Astros, the Toros' parent team at the time, deserved to lose 106 games for this atrocity
Blinded opponents hit just .227 against Tucson that year
Couldn't squeeze more warm colors on here if they tried
Diagonal stripes      always a good idea
Elastic waistbands made for an easy fit
Fifty-two fashion designers had embolisms after seeing this card
Gaudy doesn't even begin to cover it
Hundred-degree days must have been pleasant under all that polyester
Is that top made out of felt?
Just enough taupe to make you Google "taupe"
Kodak moment: Thank heaven we have photographic evidence of this uniform
Logo appears to be a bastardized Texas Tech ripoff
More than enough burnt orange to draw an arson investigation
No baseball player enjoys dressing like a woman. Well, at least not on the field.
Off-topic: Either he's being casual, or Jimmy Sexton's fingers are five times longer than the average human's
Players actually begged to be demoted to double-A
Quitting baseball was a viable option after these eye-sores were unveiled
Really bold use of mustard yellow on those "jerseys"
Sexton's face says it all
Tucson lost its baseball team for a few years, and this is probably why
Understandably, fans only watched the Toros' games on black-and-white TVs.
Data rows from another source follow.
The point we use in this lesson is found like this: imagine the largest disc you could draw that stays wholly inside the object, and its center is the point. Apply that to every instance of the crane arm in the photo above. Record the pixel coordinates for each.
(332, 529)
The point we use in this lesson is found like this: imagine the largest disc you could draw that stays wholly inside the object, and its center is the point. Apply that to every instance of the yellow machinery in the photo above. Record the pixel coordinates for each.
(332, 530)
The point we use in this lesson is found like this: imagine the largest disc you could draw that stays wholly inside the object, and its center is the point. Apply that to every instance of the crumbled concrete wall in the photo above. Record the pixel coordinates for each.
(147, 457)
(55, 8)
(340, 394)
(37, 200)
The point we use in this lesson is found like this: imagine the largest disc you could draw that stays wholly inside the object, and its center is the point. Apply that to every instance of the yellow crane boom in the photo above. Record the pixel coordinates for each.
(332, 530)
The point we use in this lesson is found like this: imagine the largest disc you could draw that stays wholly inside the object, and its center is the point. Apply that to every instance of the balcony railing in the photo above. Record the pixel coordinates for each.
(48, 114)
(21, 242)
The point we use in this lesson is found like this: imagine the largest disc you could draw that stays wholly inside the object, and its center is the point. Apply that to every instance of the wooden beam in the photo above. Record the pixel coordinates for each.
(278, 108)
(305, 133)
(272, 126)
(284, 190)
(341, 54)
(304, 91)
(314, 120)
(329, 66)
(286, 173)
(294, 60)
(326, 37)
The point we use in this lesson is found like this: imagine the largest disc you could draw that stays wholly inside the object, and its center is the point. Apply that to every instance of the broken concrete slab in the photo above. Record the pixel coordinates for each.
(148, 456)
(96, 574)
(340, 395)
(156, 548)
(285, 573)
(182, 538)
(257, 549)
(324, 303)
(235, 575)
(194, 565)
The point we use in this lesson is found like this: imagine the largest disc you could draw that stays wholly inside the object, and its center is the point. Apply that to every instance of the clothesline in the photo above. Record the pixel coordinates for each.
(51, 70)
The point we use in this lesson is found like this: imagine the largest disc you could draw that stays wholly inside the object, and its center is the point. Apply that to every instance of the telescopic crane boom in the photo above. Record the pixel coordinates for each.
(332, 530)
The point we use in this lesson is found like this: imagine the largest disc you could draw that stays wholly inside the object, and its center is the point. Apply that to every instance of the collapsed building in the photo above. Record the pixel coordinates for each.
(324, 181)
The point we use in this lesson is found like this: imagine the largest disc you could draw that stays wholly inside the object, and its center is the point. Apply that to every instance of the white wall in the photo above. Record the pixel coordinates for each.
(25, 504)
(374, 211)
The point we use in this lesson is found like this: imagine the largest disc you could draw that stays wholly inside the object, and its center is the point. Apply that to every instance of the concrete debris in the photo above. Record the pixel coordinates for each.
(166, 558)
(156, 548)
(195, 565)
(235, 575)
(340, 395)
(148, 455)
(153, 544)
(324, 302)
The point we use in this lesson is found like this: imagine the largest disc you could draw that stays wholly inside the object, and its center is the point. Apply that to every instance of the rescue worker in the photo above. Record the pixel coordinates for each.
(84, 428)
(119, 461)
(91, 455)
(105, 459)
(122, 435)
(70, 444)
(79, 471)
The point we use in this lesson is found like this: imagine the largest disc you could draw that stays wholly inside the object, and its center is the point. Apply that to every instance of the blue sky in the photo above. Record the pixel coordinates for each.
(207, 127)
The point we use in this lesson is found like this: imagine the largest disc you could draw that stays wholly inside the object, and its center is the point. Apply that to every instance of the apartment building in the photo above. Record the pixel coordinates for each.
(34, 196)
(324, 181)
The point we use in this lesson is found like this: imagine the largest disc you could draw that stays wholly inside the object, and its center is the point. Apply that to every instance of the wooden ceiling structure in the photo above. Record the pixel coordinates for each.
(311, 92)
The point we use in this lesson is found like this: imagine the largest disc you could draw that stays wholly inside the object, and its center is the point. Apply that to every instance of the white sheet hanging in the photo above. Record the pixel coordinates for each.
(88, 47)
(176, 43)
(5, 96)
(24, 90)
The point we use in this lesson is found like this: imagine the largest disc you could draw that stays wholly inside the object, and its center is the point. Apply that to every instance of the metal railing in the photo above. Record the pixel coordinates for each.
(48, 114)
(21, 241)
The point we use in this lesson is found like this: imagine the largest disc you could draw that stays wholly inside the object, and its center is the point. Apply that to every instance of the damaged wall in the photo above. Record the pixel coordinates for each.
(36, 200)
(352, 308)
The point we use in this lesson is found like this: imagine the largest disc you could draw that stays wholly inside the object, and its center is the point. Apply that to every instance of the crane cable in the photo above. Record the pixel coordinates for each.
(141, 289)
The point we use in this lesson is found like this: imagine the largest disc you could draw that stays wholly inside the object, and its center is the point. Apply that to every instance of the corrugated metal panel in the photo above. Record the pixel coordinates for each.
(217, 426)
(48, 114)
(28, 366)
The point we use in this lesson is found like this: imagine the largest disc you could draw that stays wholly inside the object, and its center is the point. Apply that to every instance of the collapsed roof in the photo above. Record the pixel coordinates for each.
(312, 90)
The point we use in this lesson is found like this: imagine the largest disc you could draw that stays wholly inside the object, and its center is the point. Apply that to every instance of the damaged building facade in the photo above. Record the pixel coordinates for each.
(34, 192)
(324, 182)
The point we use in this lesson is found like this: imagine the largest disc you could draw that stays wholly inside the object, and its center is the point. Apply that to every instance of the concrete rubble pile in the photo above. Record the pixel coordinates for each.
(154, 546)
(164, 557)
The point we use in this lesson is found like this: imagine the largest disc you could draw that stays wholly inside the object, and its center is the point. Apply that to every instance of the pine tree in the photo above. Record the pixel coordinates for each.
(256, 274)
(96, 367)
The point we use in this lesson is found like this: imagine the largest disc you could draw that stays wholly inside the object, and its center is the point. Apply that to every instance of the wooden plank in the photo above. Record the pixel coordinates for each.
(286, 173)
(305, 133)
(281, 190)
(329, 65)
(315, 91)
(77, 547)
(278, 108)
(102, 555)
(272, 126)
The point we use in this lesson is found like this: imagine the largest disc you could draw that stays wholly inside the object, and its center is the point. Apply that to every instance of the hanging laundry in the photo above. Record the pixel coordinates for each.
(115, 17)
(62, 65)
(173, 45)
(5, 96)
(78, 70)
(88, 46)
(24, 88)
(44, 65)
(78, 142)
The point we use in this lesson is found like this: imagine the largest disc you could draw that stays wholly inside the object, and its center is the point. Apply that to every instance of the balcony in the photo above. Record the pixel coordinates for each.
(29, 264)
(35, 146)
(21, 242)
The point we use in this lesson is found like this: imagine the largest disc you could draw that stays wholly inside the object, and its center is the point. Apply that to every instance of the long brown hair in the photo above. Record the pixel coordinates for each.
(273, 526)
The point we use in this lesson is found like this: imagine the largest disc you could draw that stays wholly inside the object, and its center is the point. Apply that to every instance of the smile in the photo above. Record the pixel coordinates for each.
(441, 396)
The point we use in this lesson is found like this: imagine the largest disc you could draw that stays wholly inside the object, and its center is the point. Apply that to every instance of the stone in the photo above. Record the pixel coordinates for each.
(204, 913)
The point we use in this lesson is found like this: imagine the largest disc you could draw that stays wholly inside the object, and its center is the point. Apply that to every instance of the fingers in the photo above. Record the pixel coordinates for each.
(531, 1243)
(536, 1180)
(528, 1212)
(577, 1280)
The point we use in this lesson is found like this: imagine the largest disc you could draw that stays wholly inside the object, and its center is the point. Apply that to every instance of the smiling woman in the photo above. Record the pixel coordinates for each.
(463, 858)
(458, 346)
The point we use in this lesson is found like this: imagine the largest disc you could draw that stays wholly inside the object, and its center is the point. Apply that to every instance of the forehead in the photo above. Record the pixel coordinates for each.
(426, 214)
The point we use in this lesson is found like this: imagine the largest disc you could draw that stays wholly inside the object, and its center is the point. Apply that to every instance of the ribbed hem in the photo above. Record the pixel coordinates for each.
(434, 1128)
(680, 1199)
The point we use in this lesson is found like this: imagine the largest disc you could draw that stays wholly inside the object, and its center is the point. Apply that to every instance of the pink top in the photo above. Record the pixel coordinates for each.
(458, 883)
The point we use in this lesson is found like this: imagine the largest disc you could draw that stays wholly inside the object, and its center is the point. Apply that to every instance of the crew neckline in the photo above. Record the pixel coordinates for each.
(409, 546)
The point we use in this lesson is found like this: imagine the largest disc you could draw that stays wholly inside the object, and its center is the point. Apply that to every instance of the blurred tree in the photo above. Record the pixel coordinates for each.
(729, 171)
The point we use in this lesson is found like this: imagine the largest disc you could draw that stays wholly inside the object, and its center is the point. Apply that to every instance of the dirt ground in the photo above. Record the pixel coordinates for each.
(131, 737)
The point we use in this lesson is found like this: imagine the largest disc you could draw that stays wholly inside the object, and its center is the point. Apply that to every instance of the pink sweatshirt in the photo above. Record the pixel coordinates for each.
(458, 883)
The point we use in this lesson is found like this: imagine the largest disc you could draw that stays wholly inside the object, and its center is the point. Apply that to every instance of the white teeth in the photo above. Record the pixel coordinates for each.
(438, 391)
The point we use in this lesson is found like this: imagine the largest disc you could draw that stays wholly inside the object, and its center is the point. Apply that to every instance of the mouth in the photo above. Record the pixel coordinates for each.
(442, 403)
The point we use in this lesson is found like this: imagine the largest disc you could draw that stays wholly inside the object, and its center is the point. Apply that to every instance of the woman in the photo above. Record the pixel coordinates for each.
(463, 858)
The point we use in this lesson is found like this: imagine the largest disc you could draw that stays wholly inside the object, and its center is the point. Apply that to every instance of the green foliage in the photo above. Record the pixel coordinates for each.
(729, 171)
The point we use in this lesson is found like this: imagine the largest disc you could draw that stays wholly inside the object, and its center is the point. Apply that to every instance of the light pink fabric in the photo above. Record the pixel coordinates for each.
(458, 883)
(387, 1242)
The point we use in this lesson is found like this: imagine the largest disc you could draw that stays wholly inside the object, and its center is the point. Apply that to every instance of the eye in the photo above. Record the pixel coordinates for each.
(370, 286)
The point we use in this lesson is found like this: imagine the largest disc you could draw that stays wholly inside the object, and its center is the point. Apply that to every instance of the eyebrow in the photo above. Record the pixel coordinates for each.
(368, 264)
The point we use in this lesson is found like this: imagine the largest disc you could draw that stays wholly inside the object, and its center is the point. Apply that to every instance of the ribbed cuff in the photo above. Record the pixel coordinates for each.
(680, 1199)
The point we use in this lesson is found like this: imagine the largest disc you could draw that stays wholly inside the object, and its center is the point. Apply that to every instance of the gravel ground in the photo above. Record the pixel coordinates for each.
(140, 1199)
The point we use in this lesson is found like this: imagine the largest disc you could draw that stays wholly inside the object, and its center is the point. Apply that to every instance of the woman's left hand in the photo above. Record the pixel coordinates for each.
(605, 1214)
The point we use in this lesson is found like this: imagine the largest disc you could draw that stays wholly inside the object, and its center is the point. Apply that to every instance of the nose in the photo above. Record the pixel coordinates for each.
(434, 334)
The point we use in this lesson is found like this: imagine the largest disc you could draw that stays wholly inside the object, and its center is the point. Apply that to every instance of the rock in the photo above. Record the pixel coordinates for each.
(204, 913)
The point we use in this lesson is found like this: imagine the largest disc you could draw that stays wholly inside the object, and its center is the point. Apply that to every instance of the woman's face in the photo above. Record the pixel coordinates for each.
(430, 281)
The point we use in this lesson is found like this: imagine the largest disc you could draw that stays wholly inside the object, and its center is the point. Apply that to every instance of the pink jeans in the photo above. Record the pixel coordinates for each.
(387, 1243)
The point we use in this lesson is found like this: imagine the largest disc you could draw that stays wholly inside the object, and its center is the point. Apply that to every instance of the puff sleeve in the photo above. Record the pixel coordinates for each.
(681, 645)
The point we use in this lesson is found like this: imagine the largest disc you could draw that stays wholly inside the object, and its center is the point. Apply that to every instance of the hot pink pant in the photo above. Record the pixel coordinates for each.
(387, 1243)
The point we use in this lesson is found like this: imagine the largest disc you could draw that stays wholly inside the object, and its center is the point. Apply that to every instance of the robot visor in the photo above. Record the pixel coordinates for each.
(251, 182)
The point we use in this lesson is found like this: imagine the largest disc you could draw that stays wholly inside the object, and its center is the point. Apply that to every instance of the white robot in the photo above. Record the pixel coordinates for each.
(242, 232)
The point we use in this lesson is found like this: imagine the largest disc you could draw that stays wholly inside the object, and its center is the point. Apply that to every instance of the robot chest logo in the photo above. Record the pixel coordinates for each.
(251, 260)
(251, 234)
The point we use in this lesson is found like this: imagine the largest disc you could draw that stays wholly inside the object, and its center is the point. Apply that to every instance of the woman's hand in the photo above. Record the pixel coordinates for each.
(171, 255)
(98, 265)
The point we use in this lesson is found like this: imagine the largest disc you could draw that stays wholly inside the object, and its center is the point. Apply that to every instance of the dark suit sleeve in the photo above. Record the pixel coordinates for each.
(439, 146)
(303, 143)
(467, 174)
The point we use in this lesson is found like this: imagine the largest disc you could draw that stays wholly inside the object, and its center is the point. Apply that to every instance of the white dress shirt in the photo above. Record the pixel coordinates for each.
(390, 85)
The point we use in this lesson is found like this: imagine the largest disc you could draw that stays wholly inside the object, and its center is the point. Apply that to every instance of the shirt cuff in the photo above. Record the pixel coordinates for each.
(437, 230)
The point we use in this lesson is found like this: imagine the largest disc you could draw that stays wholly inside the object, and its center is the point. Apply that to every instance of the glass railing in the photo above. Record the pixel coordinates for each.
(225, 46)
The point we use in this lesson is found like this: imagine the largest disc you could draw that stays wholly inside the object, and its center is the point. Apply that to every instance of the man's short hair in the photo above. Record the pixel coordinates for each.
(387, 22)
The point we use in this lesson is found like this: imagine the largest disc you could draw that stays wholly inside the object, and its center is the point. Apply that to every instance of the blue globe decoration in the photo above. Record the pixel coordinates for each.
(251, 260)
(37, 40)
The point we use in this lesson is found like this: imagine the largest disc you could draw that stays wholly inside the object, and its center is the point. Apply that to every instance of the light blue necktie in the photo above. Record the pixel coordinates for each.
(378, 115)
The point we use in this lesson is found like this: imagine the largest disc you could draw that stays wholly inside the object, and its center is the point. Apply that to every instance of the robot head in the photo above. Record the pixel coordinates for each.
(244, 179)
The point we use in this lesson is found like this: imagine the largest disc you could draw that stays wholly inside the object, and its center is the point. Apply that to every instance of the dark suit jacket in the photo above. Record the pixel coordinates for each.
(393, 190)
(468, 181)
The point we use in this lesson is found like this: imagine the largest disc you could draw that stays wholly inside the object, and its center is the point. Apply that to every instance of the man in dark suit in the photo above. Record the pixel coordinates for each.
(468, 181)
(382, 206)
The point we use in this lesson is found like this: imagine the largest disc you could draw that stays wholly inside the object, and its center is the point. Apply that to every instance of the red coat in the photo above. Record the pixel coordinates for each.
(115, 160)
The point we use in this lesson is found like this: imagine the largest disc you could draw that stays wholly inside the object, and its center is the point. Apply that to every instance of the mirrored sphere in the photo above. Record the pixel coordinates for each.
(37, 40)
Vertical stripes on pants? At this point, is anyone going to notice?
Wizard's sleeves: not just a euphemism for a worn-out female reproductive whose-e-whatsis
X-rated? Maybe not, but I still wouldn't show this picture to kids
You know, if you have to wear this, you might as well wear the pants up to your rib cage
Zero chance Jimmy was going to get any Sexton in this get-up


Willie McGee, 1992 Upper Deck Team Checklist

Name: Willie McGee
Team: San Francisco Giants
Position: Outfield
Value of card: Two boxes of broken crayons
Key 1991 stat: 12 hypothermia deaths at Candlestick Park
Fun facts about Willie McGee and the San Francisco Giants' former home Candlestick Park:
  • Candlestick Park was once known as Monster Park. Willie McGee looked like a monster in this illustration.
  • Candlestick Park is known for its strong winds. Willie McGee often broke strong wind.
  • Candlestick Park was the site of The Beatles' last commercial concert. Willie McGee was the site of a beetle infestation.
  • Candlestick Park was hosting a World Series game when the 1989 Loma Prieta earthquake struck. Willie McGee was hosting a meeting between he and the other Earth-bound aliens when they used their advanced technology to cause the 1989 Loma Prieta earthquake.
  • Candlestick Park was an eyesore despised by most Giants fans. Willie McGee ... well, you get it.